Ci sono voluti oltre 30 anni, ma alla fine l’assassinio di George Floyd e le sommosse popolari estese e infuocate negli Stati uniti hanno smosso la coscienza anche di Michael Jordan. Il mito dello sport americano ha fatto sapere, tramite un messaggio sul profilo Twitter degli Charlotte Hornets (la squadra Nba di cui è azionista di maggioranza), di essere furioso e di averne abbastanza delle continue violenze della polizia sui neri d’America.

JORDAN, SEI TITOLI con i Chicago Bulls negli anni Novanta, mai si era spinto così in avanti contro il razzismo. L’impegno pubblico sempre evitato di slancio, come gli avversari sul parquet. Republicans buy sneakers («anche i repubblicani comprano le scarpe») spiegava Jordan negli anni Ottanta, frase smentita nella recente serie-evento The Last Dance su Netflix sulla leggenda della squadra di basket di Chicago. Si riferiva alle sue scarpe, le Air Jordan prodotte da Nike, che fatturano oggi miliardi di dollari. Mai farsi nemici, neppure nell’ala più conservatrice e intollerante del Paese. Nonostante nella sua autobiografia The Life, Jordan avesse raccontato della sua avversione verso i bianchi a causa delle continue vessazioni sui neri, delle lattine scagliate contro i bambini che lo chiamavano «negro» alle scuole elementari. E di quella parola, «inferiore», ripetuta come un mantra dai compagni di baseball al college nel North Carolina dominato dalla furia del Ku Klux Khan.

Nella Nba, Jordan raccolse il testimone da grandi sportivi impegnati per l’uguaglianza razziale. Da Muhammad Alì, prima ancora da Bill Russell, stella dei Boston Celtics che negli anni Sessanta si vide vietare una camera di albergo perché negro. Preferì essere decisivo solo sul campo. Dopo di lui, da Kobe Bryant a Lebron James, gli eredi si sono invece impegnati pubblicamente contro l’intolleranza.

MA DA MINNEAPOLIS è cambiato qualcosa e la conversione pubblica di Jordan forse è la fotografia più centrata della rivolta in atto, la più incisiva dai tempi dell’estate 1965 a Watts (Los Angeles), alla base della nascita, un anno dopo del Black Panther Party.

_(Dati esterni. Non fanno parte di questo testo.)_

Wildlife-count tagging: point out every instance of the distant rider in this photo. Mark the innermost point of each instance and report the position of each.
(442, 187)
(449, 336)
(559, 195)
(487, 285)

E tra atleti e attivisti che hanno affrontato migliaia di chilometri in auto per manifestare nelle loro città come ad Atlanta Jaylen Brown (Boston Celtics) è da mandare a memoria la lezione di Kareem-Abdul Jabbar, il miglior realizzatore nella storia della Nba e mente raffinata della comunità afroamericana, che sul Los Angeles Times ha definito il razzismo «polvere nell’aria, invisibile anche quando ti sta soffocando, fino a quando non lasci che entri il sole», aggiungendo che si tratta di un «virus più mortale del Covid-19», denunciando la caccia all’uomo ai danni dei neri e che la fila di tweet carichi di intolleranza di Donald Trump che incoraggia agli spari contro i saccheggiatori «confermano lo spirito di questi tempi».

Ma oltre all’intervento di Jabbar c’è lo sdegno di Lewis Hamilton (appoggiato da Mercedes e dal ferrarista Leclerc), sei volte campione del mondo in F. 1, che ha evidenziato il silenzio del mondo delle corse «dominato dai bianchi» sugli Stati Uniti che vanno a fuoco per motivi razziali.

UN’ONDA DI SILENZIO che avvolge anche il calcio, escludendo qualche caso nel campionato tedesco, tra cui Marcus Thuram (Borussia Moenchengladbach), figlio di Lilian, difensore francese di origine del Guadalupe, (ex Parma e Juventus) e autore di libri sul razzismo, che dopo un gol all’Union Berlin si è inginocchiato, a testa bassa, in segno di protesta per la morte di George Floyd. Come Colin Kaepernick, il campione di football che quattro anni fa durante l’inno nazionale pre partita con quel gesto contro le violenze sui neri sconvolse gli Stati uniti, finendo nel mirino del presidente Donald Trump.